Anthem Review – EA and BioWare fail to wow

Anthem - wallpaper

Ooh boy how has Electronic Arts manage to stir the pot with Anthem. What was supposed to be THE game of 2018 first got delayed to this year. That happens, often I agree a game should be delayed if it needs polishing. But EA has delivered a game ripe with bugs, long loading times and a grind system that fails its players. It there anything that can be salvaged from Anthem?

Anthem - flying around

Pedigree

On paper Anthem should be able to succeed thanks to the pedigree of its developer – BioWare. The studio behind games such as Knight of the old Republic and Mass Effect were once considered masters of the RPG genre. EA has managed to diminish BioWare’s status as most probably feared. Games such as The Old Republic and Mass Effect Andromeda disappointed or were outright failures.

EA is trying to focus more on games with MMO aspects, preferably also involving micro-transactions. That would mitigate the otherwise hit-or-miss nature of single-player games. Online games can evolve and perhaps even attract a new audience a year after its initial release. Yet this theory fails to take into account the good aspects of what BioWare has delivered in the past: hand-crafted worlds, fantastic stories and excellent RPG systems.

Anthem - bay

A failure on most aspects

Anthem fails on almost all of those accounts. Sure the world of Bastion looks impressive, but I felt it was also repetitive after a while. Anthem is a grind game, and it proofs BioWare is not really up to the challenge. The story of being a bounty hunter based Fort Tarsis is interesting, but it only proofs I do not want to grind.

Flying around the world of Bastion is a delight to be sure, initially there is plenty to discover. It also becomes obvious the RPG system is based on the luck-of-the-draw. Which is not always bad, plenty of other games do it. But if the otherwise excellent combat becomes repetitive after a few hours you feel less inclined to continue.

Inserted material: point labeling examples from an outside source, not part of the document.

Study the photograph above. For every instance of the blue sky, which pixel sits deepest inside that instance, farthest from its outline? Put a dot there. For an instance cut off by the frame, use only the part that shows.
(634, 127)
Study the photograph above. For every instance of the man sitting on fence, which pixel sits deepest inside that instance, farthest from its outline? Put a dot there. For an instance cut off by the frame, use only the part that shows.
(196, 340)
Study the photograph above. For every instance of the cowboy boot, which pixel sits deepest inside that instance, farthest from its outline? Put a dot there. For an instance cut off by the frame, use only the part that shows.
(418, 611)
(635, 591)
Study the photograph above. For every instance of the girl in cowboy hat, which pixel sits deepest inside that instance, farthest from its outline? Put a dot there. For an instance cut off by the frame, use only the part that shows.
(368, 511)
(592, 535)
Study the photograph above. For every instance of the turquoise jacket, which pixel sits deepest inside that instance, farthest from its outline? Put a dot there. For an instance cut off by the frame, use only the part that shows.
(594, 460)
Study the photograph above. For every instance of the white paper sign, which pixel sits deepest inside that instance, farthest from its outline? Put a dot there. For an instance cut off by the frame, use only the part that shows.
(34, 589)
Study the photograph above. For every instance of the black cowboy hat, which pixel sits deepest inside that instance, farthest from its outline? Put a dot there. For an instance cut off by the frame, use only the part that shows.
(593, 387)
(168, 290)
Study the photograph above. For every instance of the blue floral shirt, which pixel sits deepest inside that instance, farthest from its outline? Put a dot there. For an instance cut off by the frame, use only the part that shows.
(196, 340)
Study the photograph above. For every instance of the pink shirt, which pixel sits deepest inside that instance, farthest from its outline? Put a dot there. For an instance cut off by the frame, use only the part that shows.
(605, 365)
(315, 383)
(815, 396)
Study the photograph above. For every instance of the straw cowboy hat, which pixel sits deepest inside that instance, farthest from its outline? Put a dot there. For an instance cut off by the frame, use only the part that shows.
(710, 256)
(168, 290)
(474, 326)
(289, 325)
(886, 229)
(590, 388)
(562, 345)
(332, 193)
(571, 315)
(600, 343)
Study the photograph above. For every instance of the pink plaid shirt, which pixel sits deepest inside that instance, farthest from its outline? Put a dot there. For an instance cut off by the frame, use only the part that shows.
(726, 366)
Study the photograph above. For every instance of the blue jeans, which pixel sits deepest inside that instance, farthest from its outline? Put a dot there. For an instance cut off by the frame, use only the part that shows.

The story of Anthem can be beaten in around 15 hours. It can be engaging, but Anthem deserves to be a single player game to truly flesh out the story – something EA has deliberately avoided. Often while flying around in Bastion I try to get a feel if there is anything from Knight of the Old Republic or Mass Effect that I recognize. I came to the sad conclusion there isn’t. Anthem is EA’s attempt to keep up with games such as Destiny – which is pretty much a failure on it own.

Anthem - bar

The Division

Games can of course change. The Division changed from above average to something superb over the course of its first year. But I feel Anthem is closer to Battlefront 2. As much I want to like it, and even respect parts of it I just don’t come back to it. I played Battlefront 2 a lot to try and discover if there was some kind of interesting end-game. There isn’t. And I suspect Anthem has the same flaw.

A short verdict

To put it succinctly, Anthem fails to capture me as a player. It has some good parts: flying and shooting, but it is not enough. This weekend I will be playing more Metro Exodus.